Gold price stays flat as Yellen’s comments drove up US yields

US Treasury Secretary Janet Yellen. Credit: University of Michigan’s Ford School

Gold steadied in a narrow range on Monday despite comments by US Treasury Secretary Janet Yellen on inflation and expectations for fiscal spending pushed treasury yields higher.

Spot gold gained only 0.1%, up to $1,892.74 per ounce by 11:45 a.m. ET, after falling by as much as 0.4% earlier in the session. US gold futures rose 0.2% to trade at $1,896.10 per ounce in New York.

[Click here for an interactive chart of gold prices]

Bullion opened in the red after Yellen said on Sunday that President Joe Biden should push forward with his $4 trillion spending plans even if they trigger inflation that persists into next year, adding that a “slightly higher” interest rate environment would be a “plus.” That helped boost treasury rates, making non-interest bearing gold seem less attractive.

Gold has been hovering around $1,900 an ounce amid a debate around price pressures and speculation over whether the Federal Reserve will start talks on the idea of tapering its massive bond-buying program. On Friday, gold jumped as a Labor Department report showed job gains in May fell short of economists’ estimates, diminishing expectations for early monetary tightening.

Traders will look to Thursday’s US consumer price index report for more clues on whether the central bank will be forced to curb inflation.

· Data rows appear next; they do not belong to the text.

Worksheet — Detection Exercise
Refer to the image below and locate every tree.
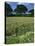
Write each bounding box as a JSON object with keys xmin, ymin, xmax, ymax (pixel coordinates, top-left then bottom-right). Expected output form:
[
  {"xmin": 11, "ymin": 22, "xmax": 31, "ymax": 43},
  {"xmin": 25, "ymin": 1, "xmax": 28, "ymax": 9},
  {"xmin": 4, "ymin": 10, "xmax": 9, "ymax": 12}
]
[
  {"xmin": 5, "ymin": 2, "xmax": 13, "ymax": 16},
  {"xmin": 14, "ymin": 5, "xmax": 28, "ymax": 13},
  {"xmin": 29, "ymin": 9, "xmax": 34, "ymax": 16}
]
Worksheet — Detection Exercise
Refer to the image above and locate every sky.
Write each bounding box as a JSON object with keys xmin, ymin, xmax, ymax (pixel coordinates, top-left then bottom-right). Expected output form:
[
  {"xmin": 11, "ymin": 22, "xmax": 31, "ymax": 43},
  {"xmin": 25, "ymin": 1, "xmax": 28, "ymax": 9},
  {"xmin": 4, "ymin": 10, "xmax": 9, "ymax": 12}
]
[{"xmin": 7, "ymin": 2, "xmax": 34, "ymax": 11}]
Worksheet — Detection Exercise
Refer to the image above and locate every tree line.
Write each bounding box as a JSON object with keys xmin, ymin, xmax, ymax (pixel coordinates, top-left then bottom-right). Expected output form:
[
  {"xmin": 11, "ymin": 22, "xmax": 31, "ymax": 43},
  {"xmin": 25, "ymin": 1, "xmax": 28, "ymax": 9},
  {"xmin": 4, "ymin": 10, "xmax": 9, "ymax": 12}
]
[{"xmin": 5, "ymin": 2, "xmax": 34, "ymax": 17}]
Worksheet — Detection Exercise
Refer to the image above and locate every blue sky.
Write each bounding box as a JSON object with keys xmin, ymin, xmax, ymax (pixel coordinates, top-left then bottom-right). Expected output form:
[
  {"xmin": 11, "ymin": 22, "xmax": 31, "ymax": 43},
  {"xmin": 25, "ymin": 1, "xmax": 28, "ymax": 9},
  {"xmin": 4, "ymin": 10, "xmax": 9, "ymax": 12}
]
[{"xmin": 7, "ymin": 2, "xmax": 34, "ymax": 10}]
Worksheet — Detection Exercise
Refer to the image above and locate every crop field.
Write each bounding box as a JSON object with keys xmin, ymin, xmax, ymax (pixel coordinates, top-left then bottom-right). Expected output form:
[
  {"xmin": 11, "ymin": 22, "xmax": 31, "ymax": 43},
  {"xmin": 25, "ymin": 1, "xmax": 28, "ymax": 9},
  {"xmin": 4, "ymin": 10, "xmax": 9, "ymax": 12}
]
[{"xmin": 6, "ymin": 17, "xmax": 34, "ymax": 44}]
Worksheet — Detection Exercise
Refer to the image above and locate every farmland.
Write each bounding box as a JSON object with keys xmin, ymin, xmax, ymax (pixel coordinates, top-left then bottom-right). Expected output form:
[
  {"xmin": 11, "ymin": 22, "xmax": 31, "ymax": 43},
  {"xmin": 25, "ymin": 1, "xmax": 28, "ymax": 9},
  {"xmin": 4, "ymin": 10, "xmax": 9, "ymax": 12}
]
[{"xmin": 6, "ymin": 17, "xmax": 34, "ymax": 44}]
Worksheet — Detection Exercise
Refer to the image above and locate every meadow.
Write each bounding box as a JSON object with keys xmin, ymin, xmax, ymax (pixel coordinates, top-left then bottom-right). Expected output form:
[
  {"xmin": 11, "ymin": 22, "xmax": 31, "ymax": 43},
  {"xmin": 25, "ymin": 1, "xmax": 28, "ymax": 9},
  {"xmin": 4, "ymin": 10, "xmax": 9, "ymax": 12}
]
[{"xmin": 6, "ymin": 17, "xmax": 34, "ymax": 44}]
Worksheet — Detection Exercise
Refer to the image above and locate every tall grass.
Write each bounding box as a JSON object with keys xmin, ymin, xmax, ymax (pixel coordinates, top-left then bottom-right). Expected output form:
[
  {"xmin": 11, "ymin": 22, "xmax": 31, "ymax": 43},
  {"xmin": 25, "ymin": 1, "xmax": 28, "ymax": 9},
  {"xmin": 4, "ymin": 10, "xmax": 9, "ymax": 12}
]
[{"xmin": 6, "ymin": 17, "xmax": 34, "ymax": 44}]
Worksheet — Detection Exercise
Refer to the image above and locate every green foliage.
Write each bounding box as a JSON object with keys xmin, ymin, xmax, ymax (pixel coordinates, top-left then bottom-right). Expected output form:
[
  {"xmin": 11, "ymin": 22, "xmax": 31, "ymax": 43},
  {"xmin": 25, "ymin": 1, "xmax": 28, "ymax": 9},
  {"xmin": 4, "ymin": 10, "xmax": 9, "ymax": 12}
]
[
  {"xmin": 6, "ymin": 17, "xmax": 34, "ymax": 44},
  {"xmin": 5, "ymin": 2, "xmax": 13, "ymax": 16},
  {"xmin": 29, "ymin": 9, "xmax": 34, "ymax": 17},
  {"xmin": 14, "ymin": 5, "xmax": 27, "ymax": 13}
]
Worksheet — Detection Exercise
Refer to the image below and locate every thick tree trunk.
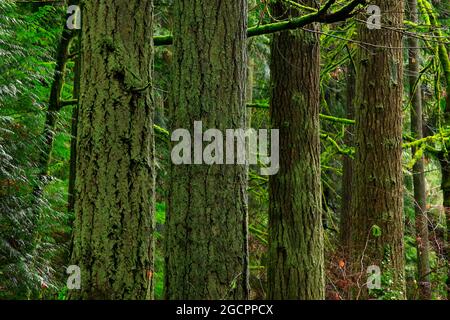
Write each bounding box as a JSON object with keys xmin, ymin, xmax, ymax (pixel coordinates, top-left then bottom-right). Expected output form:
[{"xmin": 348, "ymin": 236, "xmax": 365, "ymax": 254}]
[
  {"xmin": 351, "ymin": 0, "xmax": 405, "ymax": 299},
  {"xmin": 267, "ymin": 3, "xmax": 325, "ymax": 300},
  {"xmin": 408, "ymin": 0, "xmax": 431, "ymax": 300},
  {"xmin": 165, "ymin": 0, "xmax": 248, "ymax": 299},
  {"xmin": 71, "ymin": 0, "xmax": 155, "ymax": 299}
]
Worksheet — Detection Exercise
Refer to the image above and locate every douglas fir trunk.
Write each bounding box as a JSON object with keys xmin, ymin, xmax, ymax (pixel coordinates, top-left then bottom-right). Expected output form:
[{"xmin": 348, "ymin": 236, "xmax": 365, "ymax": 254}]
[
  {"xmin": 165, "ymin": 0, "xmax": 248, "ymax": 299},
  {"xmin": 351, "ymin": 0, "xmax": 405, "ymax": 299},
  {"xmin": 268, "ymin": 2, "xmax": 325, "ymax": 300},
  {"xmin": 71, "ymin": 0, "xmax": 155, "ymax": 299}
]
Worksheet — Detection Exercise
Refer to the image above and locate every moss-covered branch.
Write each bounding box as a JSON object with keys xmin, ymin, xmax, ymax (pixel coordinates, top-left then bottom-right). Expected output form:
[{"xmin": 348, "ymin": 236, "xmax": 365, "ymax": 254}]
[{"xmin": 153, "ymin": 0, "xmax": 366, "ymax": 46}]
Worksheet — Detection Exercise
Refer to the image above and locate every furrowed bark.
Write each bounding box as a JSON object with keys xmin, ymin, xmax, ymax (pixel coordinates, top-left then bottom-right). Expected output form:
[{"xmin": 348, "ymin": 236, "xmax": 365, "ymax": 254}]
[
  {"xmin": 408, "ymin": 0, "xmax": 431, "ymax": 300},
  {"xmin": 267, "ymin": 2, "xmax": 325, "ymax": 300},
  {"xmin": 70, "ymin": 0, "xmax": 155, "ymax": 299},
  {"xmin": 165, "ymin": 0, "xmax": 248, "ymax": 300},
  {"xmin": 351, "ymin": 0, "xmax": 405, "ymax": 299}
]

Bullion is considered a hedge against inflation, which could follow stimulus measures.

“While gold is pretty bullish, US Treasury Secretary Janet Yellen’s comments are keeping a lid on prices,” Bob Haberkorn, senior market strategist at RJO Futures, told Reuters.

“The big thing people are waiting for is the Fed’s plan is on easing and also on (interest) rates and if the Fed remains quiet over the next week or two … you could see a move north of $1,900, while a failure to break above $1,900 could push it down, dependent on the Fed’s stance,” Haberkorn added.

Buoying gold, the dollar index inched down, potentially boosting appeal for those holding other currencies.